Short-term future work (next 3 months) includes completing data collection for the full 4-factor framework, debugging from-scratch implementations to improve numerical stability, and enhancing statistical rigor through 5-fold cross-validation and confidence interval calculations. Medium-term work (3-6 months) involves expanding transformer analysis with documented model versions and multiple prompting strategies, advanced feature engineering with interaction terms and temporal features, and implementing SHAP analysis for feature importance and uncertainty quantification.
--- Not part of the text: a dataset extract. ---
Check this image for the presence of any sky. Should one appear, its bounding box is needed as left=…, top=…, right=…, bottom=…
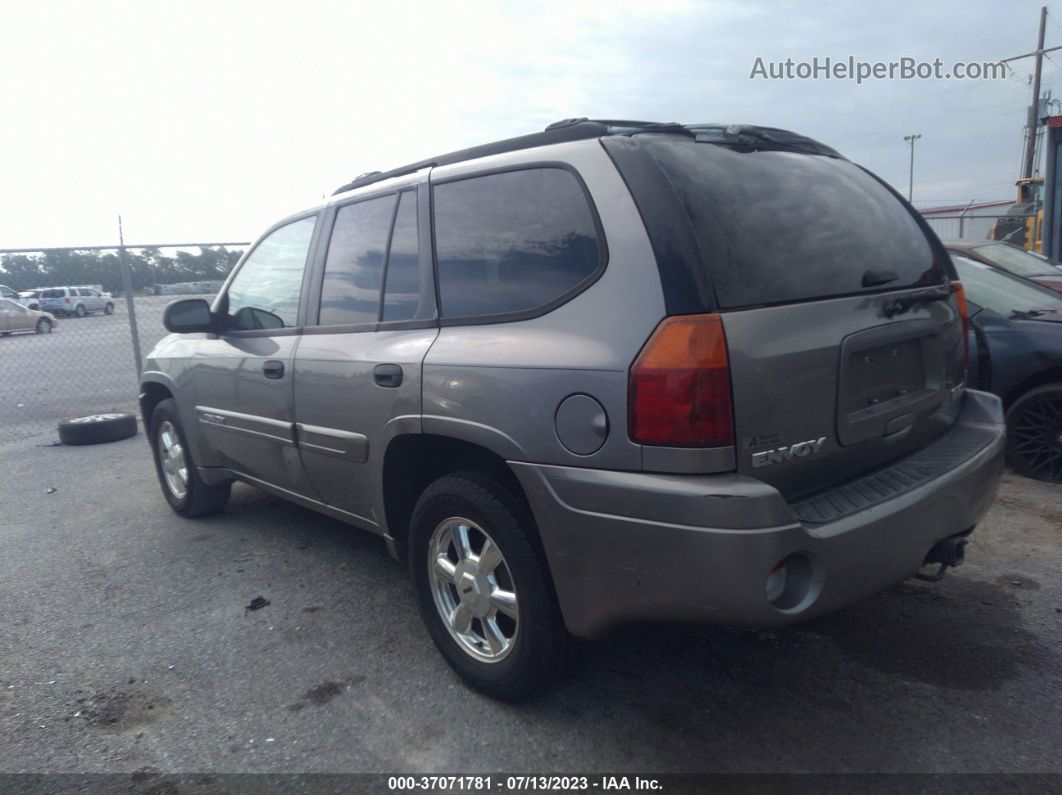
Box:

Long-term development (6-12 months) aims to build a production system with REST API deployment, web interface for deal assessment, automated reporting pipeline, and model monitoring with retraining. Generalization efforts will test the framework across other sectors (technology, financial services) and geographies (US, Europe, Asia), developing sector-specific adjustment factors. Advanced analytics will include time-series analysis of valuation trends, peer group identification via clustering, and deal outcome prediction for post-close success or failure.

References

The project builds on established M&A valuation theory and machine learning literature. Key references include Damodaran (2024) on control premiums and acquisition valuations, Dietz (2014) on estimating the pure control premium, Chang & Galvez (2013) on strategic and financial buyers in M&A transactions, Easterwood et al. (2024) on takeover likelihood and firm size published in the Journal of Financial and Quantitative Analysis, Goetz (2021) on private company discounts in business valuations, Van den Cruijce (2023) on valuation discounts for private companies, and Chen & Guestrin (2016) on XGBoost as a scalable tree boosting system from the ACM SIGKDD International Conference on Knowledge Discovery and Data Mining.